Juan Rada El niño no iba en el camión cuando éste volcó. Lo llevaban en otro coche. El trasfondo era un porte de heroína y a Juan Pedro lo habían cogido como garantía de que la mercancía iba a llegar a su destino, Bilbao…..

según afirma Juan Rada -ex director de El Caso-, empezaron a recibir amenazas para que no siguieran investigando. Todo el asunto estaría relacionado con una operación de tráfico de drogas. El niño habría sido retenido por los narcos en el trayecto de subida del puerto, haciéndole pasar al interior de un vehículo que iba delante del camión para cerciorarse de que el camino estaba libre de vigilancia policial y el porte de droga no corría peligro de ser requisado, mientras un segundo vehículo seguía al camión. Pero en el trayecto se encontraron con un control de la Guardia Civil.
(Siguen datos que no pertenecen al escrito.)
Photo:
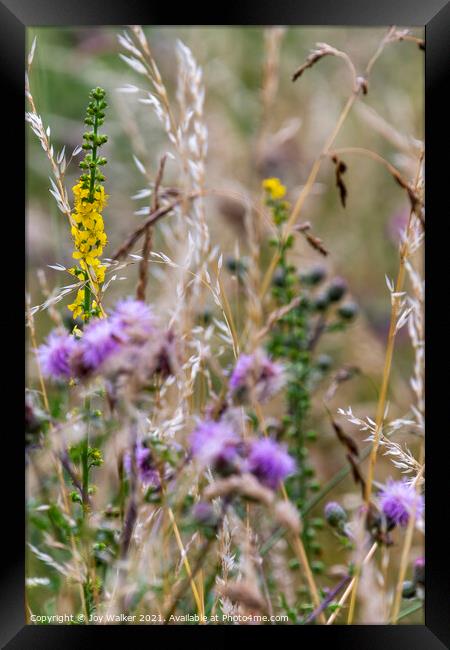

Sin tiempo para avisar al camión transporte, los narcos se dieron a la fuga abandonando el alijo de droga, pero con su garantía a bordo: Juan Pedro. El segundo vehículo sería el que, al ver el accidente, había parado para recoger el alijo.

Esta teoría demostraría ser bastante sólida, porque un año después del accidente la prensa informaba que se habían encontrado rastros de heroína en un compartimento de doble fondo que había en la cisterna del trailer, lo que fue comunicado por la Guardia Civil a la magistrada María Dolores Ruiz Ramos, del juzgado de Colmenar Viejo, abriendo las puertas a la posible existencia de una red de tipo mafiosa vinculada a los hechos.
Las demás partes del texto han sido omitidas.